McDonald's is the biggest franchise business in New Zealand by turnover. Photo / Getty Images
New Zealand's franchising industry is worth almost $37 billion and tipped to grow by a further 5 per cent to represent about 15 per cent of GDP by 2025.
Franchise businesses currently contribute 12 per cent to gross domestic product, with the industry made up of 32,500 businesses representing 590brands.
The industry employs 157,000 people, with the majority (18 per cent) of businesses operating in the retail sector, followed by construction (15 per cent) and accommodation and food (14 per cent), according to the latest Franchising New Zealand survey conducted by Massey University's Business School.
Sales through the industry are estimated to be $36.8b or $58.5b including motor vehicle or fuel retail through franchised outlets. More than 80 per cent of franchises have been operating for more than 10 years, and over 70 per cent are home-grown.
Some of the country's biggest and best-known retailers and consumer brands operate on a franchise model, but many franchise businesses are unknown to the public.
McDonald's is the largest franchise business by turnover, with Subway the second-largest by store footprint. Domino's Pizza is another high performer, with more than 140 locations nationwide.
Franchise lawyer Stewart Germann, of Stewart Germann Law, who has recently acquired his own franchise business, said New Zealand's franchising industry had "expanded dramatically" in recent years, albeit having downsized slightly as a result of trading restrictions and disruption caused by the coronavirus pandemic.

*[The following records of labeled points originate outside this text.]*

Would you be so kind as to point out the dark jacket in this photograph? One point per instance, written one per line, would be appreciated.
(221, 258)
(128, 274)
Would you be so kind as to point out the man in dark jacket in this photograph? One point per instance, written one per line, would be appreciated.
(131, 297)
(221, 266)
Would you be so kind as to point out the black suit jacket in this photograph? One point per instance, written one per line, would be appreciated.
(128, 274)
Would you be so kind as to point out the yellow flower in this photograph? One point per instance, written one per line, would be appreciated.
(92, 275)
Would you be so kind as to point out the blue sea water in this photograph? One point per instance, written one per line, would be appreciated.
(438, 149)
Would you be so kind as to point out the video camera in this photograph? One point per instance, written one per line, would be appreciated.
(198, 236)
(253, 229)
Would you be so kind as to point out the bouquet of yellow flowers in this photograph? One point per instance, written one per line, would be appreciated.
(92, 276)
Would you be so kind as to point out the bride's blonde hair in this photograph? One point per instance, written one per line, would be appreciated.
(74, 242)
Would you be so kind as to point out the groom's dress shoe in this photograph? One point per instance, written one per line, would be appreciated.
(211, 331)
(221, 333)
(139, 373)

The number of businesses has fallen by about 5 per cent. In the last survey, there were 610 franchises.
"Covid has been responsible for shrinking that number," Germann told the Herald. He said he believed there would have been a bigger wave of insolvencies and more businesses would have shut down had more of them been independent businesses.
"The last two years have shown a lot of heartache. [The] hospitality sector has been decimated and there's going to be casualties there, but a lot of those casualties aren't franchises."
New Zealand is the most franchised country in the world per capita, outside the United States, according to Franchise New Zealand.
Franchise businesses make their money largely from royalty payments. Food businesses are by far the most common franchises.
Germann said he believed the franchising sector could easily reach a 15 per cent contribution to the country's gross domestic product in the next five years.
He said he knew several American franchisors would be bringing their brands to New Zealand in the next few years. He would not disclose which ones, but said local law made it easy for new franchises local and afar to set up shop here.
"New Zealand is a franchise-friendly country, and the franchise sector has the capacity to be of great value as we seek to rebuild our economy following the Covid shock of the last couple of years," he said.
"The next five years are going to be exciting, to me it is going explode even more."
Germann recently acquired the Franchise Coach, a franchising support and services business, established 30 years ago by David and Laurel McCulloch to help business owners to set up franchise operations.
Within the franchising industry, he expects more fast-food operations, along with businesses within the health and fitness space, such as optometrists and radiology locations, to pop up in the short to medium term.
He does not believe franchising here has yet reached its peak. He also expected more homegrown franchises to expand internationally, he said.
Fastway Couriers, which was acquired by UAE company Aramex and rebranded to its parent company's name and expanded to new international markets, was a recent example.
Germann said there were many benefits to owning a franchising business, most notably franchisees being able to capitalise on an established name and brand following, and the franchisor not having to put its own capital into expanding.
"A franchisor has very strong marketing power and can do very good deals ... most franchisors pass on the benefit of buying power," said Germann.
Some franchises, such as McDonald's, have two-year waiting lists and strong prerequisites for would-be franchisees, he said.
"If you're a McDonald's franchisee you are basically set up and you're going to make a lot of money because they are very selective in choosing their franchisees."
The average cost to buy into a retail franchisee is $300,000, often not including equipment.
In the case of Domino's, which operates more than 140 stores across the country (some corporate-owned), that business first expanded into New Zealand in 2013.
Domino's Pizza Enterprises is the largest franchisee of the Domino's brand in the world, and holds the exclusive master franchise rights for Domino's in 10 markets including Australia, New Zealand, Belgium, France, the Netherlands, Japan, Germany, Luxembourg, Denmark and most recently, Taiwan.
Cameron Toomey, general manager of Domino's New Zealand, said there were several benefits to being a part of the franchise model, including the ability to "offer world-class training and development of its people", cutting-edge marketing to increased brand awareness, and corporate support led by teams with in-depth knowledge and understanding of the business.
"The power of the franchising model is that our local store owners are the key drivers of their businesses, but have the backing and support of a successful, global business," Toomey said.